最近はコロナ禍で、ネットで本を買う人も多いかもしれませんが、本屋に行ったことがないという人はほとんどいないんじゃないかと思います。本屋に行くとたくさんの本が並んでいるので、目当ての本だけでなくついついいろんな棚を見て回ったりして、そうこうしてるうちになぜかやってくるんですよね……
便意が!!
みなさんは「青木まりこ現象」という言葉を知っていますか?
1985年、書評とブックガイドの本『本の雑誌』の読者投書欄に、青木まりこさん(29歳)という方から「私はなぜか長時間本屋にいると便意をもよおします」という投稿があり、その投稿に多くの人からの賛同があったことから注目され、「本屋に行くと便意をもよおす」という現象に「青木まりこ現象」という呼び名がついたそうなんです。一介の人の名前が便意の名前になるのヤバくないですか。
この現象が起こる理由については、「気持ちがリラックスして便意が促される」とか、「プレッシャーが腸に影響を与える」など諸説ありますが、その中で有力な仮説として知られるのが「匂い刺激説」。
そこで、「本屋に行くことで便意が促されるとしたら、本屋の匂いを嗅げば快便になるのでは?」という逆の発想から生まれた「本屋の香りスプレー」という商品があるのをご存知でしょうか?
なんと、この商品開発の監修をしたのは近畿大学の先生なんです!
便意をもよおす香りって一体何!?
そもそも、人間はどうやって香りを感じているの? 香りが身体におよぼす影響って? ライターのニシキドアヤトが、匂いの専門家・野村 正人名誉教授に話を聞いてみました。
匂いとは、いろんなものから放出される化学物質が空気中にただよったもの
この記事は、新型コロナウイルス感染拡大前の2020年1月17日に行った取材内容に加筆修正したものです。
近畿大学名誉教授(元工学部 化学生命工学科教授)。
有機合成化学や生物有機化学を専門とし、現在は「株式会社テックコーポレーション」の執行役員も務める。
「青木まりこ現象」と呼ばれる、本屋に行くとなぜかうんこがしたくなるナゾについて聞きにきました! よろしくおねがいします!
よろしくおねがいします。
「青木まりこ現象」ってつまり、本屋の匂いが便意を誘う……ってことなんでしょうか。
便意を誘発させる要員の一つとして「本屋に漂っている匂いの成分の中にトリガーがあるのではないか?」と仮説を立てて、3年間図書館や本屋の匂いを採取し、実験を行ってきました。

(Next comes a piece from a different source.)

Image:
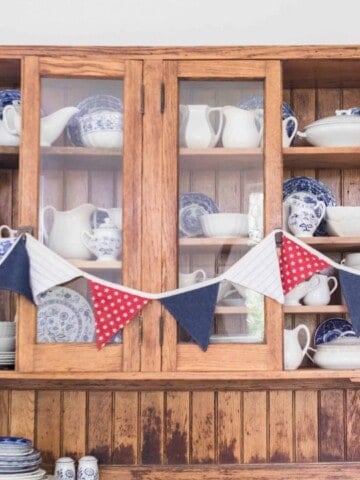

その結果、とある化合物に排泄欲を促す効果がみられたんです。
それってどういう仕組みなんですか!?
まずは、匂いを人間の身体がどうやってとらえているのかというところからお話ししましょう。
確かに「匂いとは?」なんて考えたことがなかった。
匂いというのは、世の中にあるいろんなものから放出される化学物質のことです。それは目に見えないくらい小さくて、空気中に浮遊している。それが我々の鼻腔の神経に接触することで匂いを感じているんです。
たとえば、温泉の硫黄の匂いは温泉の中にある硫黄の成分が浮遊して匂いになってるってことですか。
そうです。ただ、匂いの成分は一つではなく、さまざまな物質が混ざってできています。自然界にある匂いの物質は約40万種類もあるといわれています。そのうち人間が嗅ぎ分けられるのは約1〜2万種類程度なんです。
1~2万種類!? 十分多いですよ!
この部屋も、わからないくらいのいろんな物質が混ざって、部屋の独特の匂いになっています。鼻腔の嗅細胞に触れた化学物質は、大脳皮質を刺激し、脳で「いい匂い」「嫌な匂い」「これは温泉の匂いだ」と、判断するわけです。
嗅覚の仕組み
嗅上皮上の嗅細胞に存在する嗅覚受容体がセンサーとなり、匂い分子と結合することで匂いのコードを識別し脳へ伝達する。人間の嗅覚受容体は約400、アフリカゾウは人間の5倍あると言われている。
そうか、脳が認識しているんだ……。じゃあ、この机とか椅子とか、床のマットからも、わからないくらいの何かが出てるんですね。
ええ。気にならないくらいですが、ニスや木材から発せられる臭気成分など出ていると思いますよ。
じゃあ「いい匂いかどうか」ってどうやって判断してるんですか?
たとえばバラの匂いだとか、チーズの匂いだとか、人は大脳の中に「匂いの引き出し」を持っているんです。本能的に備わっている引き出しもあります。
本能的に「これは嫌な匂いだ!」ってわかることですか? 小さな子どもでも?
「警戒臭」と呼ばれる「腐った匂い」や「焦げた匂い」は、危険を回避して命を守るために本能的に危機感を覚えるようになっているんです。また、匂いは恋愛にも影響していて、配偶者を選択する際に近親交配を防ぐため、遺伝子の近い匂いを嫌がるという傾向もあります。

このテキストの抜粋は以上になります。